The Delaware Bankruptcy Court has recently adopted amended Local Rules, which became effective on February 1, 2008, and they include meaningful changes to the procedures governing Section 363 sales of assets. New Local Rule 6004-1, entitled "Sale and Sale Procedures Motions," requires additional disclosure and the highlighting of certain key provisions often seen in sale motions.

By following the links in this sentence you can find the redline version and clean version of the new Delaware Bankruptcy Court Local Rules.

The Section 363 Sale. As a reminder, a bankruptcy asset sale often happens in the first few weeks or months of a Chapter 11 case, rather than as part of a plan of reorganization. Frequently this will involve a sale of all or substantially all of a debtor’s business as a going concern. The sale is generally referred to as a "Section 363 sale" because Section 363 is the key Bankruptcy Code section that governs a debtor’s sale of assets in bankruptcy. The debtor must seek bankruptcy court approval of a sale that is not in the ordinary course of business and of any effort to transfer executory contracts, intellectual property licenses, or commercial real estate leases to the buyer.

Sale Motion Requirements. The new local rule first addresses motions to sell property of the estate. A copy of the proposed or near-final purchase agreement must be attached to the motion, as well as a proposed sale order, and any request for a consumer privacy ombudsman under Section 332 of the Bankruptcy Code must be included. The most interesting changes, however, are in the list of provisions which, if included in the motion or sale order, must be highlighted together with a justification for each such provision. These include the following:

  • Sale to insiders
  • Agreements with management
  • Releases
  • Private sale or no competitive bidding
  • Closing and other deadlines
  • Good faith deposit
  • Interim agreements with proposed buyer
  • Use of sale proceeds
  • Section 1146 tax exemption
  • Retention of records
  • Sale of avoidance actions
  • Successor liability findings requested
  • Sale free and clear of leases or licenses
  • Credit bid
  • Waiver of 10-day stay under Rule 6004(h)
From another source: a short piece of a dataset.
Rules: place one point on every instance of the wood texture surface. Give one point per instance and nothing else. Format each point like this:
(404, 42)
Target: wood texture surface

A Few Specifics. To get a sense of the changes made, here’s what the amended rule now requires for disclosure of agreements with management included as part of a sale motion:

Agreements with Management. If a proposed buyer has discussed or entered into any agreements with management or key employees regarding compensation or future employment, the Sale Motion must disclose (a) the material terms of any such agreements, and (b) what measures have been taken to ensure the fairness of the sale and the proposed transaction in the light of any such agreements.

Similarly, if a finding is requested regarding a tax exemption under Section 1146(a) of the Bankruptcy Code, the motion must now detail the following:

Tax Exemption. The Sale Motion must highlight any provision seeking to have the sale declared exempt from taxes under section 1146(a) of the Bankruptcy Code, the type of tax (e.g., recording tax, stamp tax, use tax, capital gains tax) for which the exemption is sought. It is not sufficient to refer simply to "transfer" taxes and the state or states in which the affected property is located.

Another part of the new rule requires more disclosure of efforts to sell free and clear of leases and licenses:

Sale Free and Clear of Unexpired Leases. The Sale Motion must highlight any provision by which the debtor seeks to sell property free and clear of a possessory leasehold interest, license or other right.

Sale Procedures Motions. In addition to an actual sale motion, the new local rule includes new provisions addressing motions for approval of sale and auction procedures. Although these provisions are already typically set forth in motions, the rule makes mandatory the highlighting of certain ones, including the following:

  • Financial qualification procedures
  • Deadlines for submitting bids
  • Format of overbids
  • Good faith deposit
  • No-shop or no-solicitation rules
  • Break-up/topping fee and expense reimbursement
  • Bidding increments and use of break-up fees
  • Details of auction procedures

Other Important Local Rule Changes. In addition to a number of minor changes, the amended Local Rules include three significant additions governing (1) discovery motions, (2) service of discovery materials, and perhaps most importantly, (3) electronic or e-discovery. These new rules are found at Local Rules 7026-1, 7026-2, and 7026-3, respectively. Local Rule 3007-1 on omnibus claim objections, discussed in a prior post, has been revised to reflect Delaware’s continued adherence to its local practice notwithstanding the recent national rule changes. (Click on the links in this sentence for more on the national rule amendments and Delaware’s decision to retain its own omnibus claim objection procedures.) Also of note, amended Local Rule 9010-1 now makes explicit the requirement that associated Delaware counsel file all papers and attend proceedings before the Court.

Conclusion. While many of the amended sale motion rules are not new to Delaware practice, Local Rule 6004-1 will change the way sale and sale procedures motions are prepared going forward. Chapter 11 debtors must comply with the new rule and that should give creditors and potential overbidders an easier time spotting the material provisions in these motions.